Travel story contributor: Gayatri Sivakumar

Cultural extravaganza of the rustic Rajasthan is truly visible in the beautiful city of Jaipur. Fondly called the ‘Pink City’, this historic town has the magic of the kaleidoscope filled with colors, glitters and heritage. And, I had an absolutely gala time in this royal city.

One should begin from the center of the town and one of the main attraction of this beautiful town is the Hawa Mahal. From afar, this honey-combed look-alike structure is a actually wall in pink sandstone, that was used for the women of royal family to look down at the festivities while not seen in public view.
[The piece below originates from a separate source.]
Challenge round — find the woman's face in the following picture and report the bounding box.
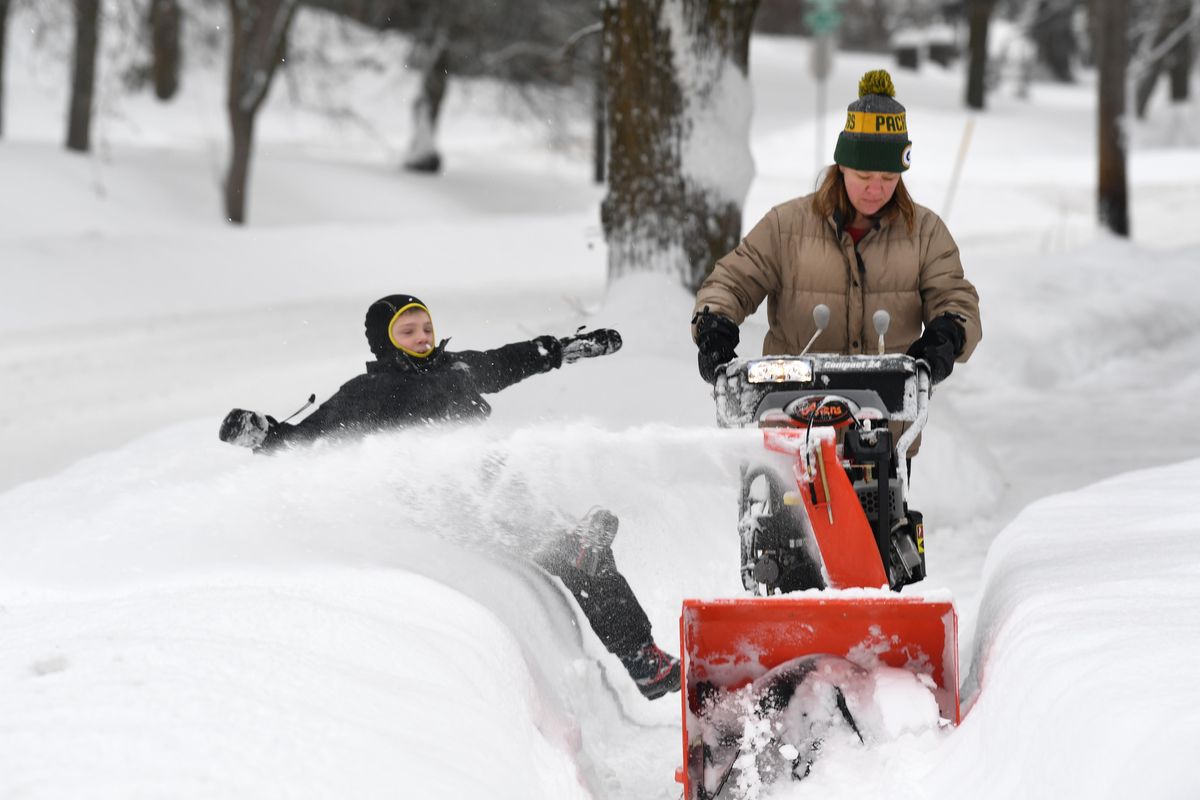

Down the lanes, bright puppets of raja and rani, chiseled on wooden planks are hung. A paneer maker smiles while he opens his shops. A guy churns lassi in a big tumbler while offering me some. Colorful turbans hung from the ceiling, flap around in small textile shops. A gentleman with a pink turban sits on the pavement and smokes a beedi to warm the cold December winds.

Jaipur - Pink City

Jaipur Palace and Albert Museum are other main attractions of this city. As the sky oranges for evening, the area around the museum gets lively with trotting rented horses, balloon sellers, awing tourists and quite a lot of pigeons looking forward to some snacking. The Albert museum is a fine example of British architecture with a hint of the Rajput style in its sculpture.

Away from the museum and the town is a silent little zoo, called the Sawai Mansingh Zoo of Jaipur which is the home of a few number of spotted deers. Tourists are not so frequent here probably because of the lack of variety of species. However, it is also the home of a wide variety of local and migratory birds. A woodpecker peeks at us through the trees and gets back to pecking a Deodar tree.

Puppets in Jaipur

While the town winds up for the day, a few painted tuskless elephants, fully decorated with anklets walk past in a hurry with their mahouts through the Hawa Mahal road. They were marching towards the palace for the evening show for tourists. Some Rajastani music, great food, elephant and camel display are the highlights of this evening fiesta. The tickets to this can be purchased from the palace itself. As I promise myself to attend the show the next evening, a soothing rhythm from a Rajasthani dholak could be heard from playing not so far. A faint aroma of Rajasthani daalbaati linger in the air, swoop my senses quickly. The full moon is up and suddenly, I am in love!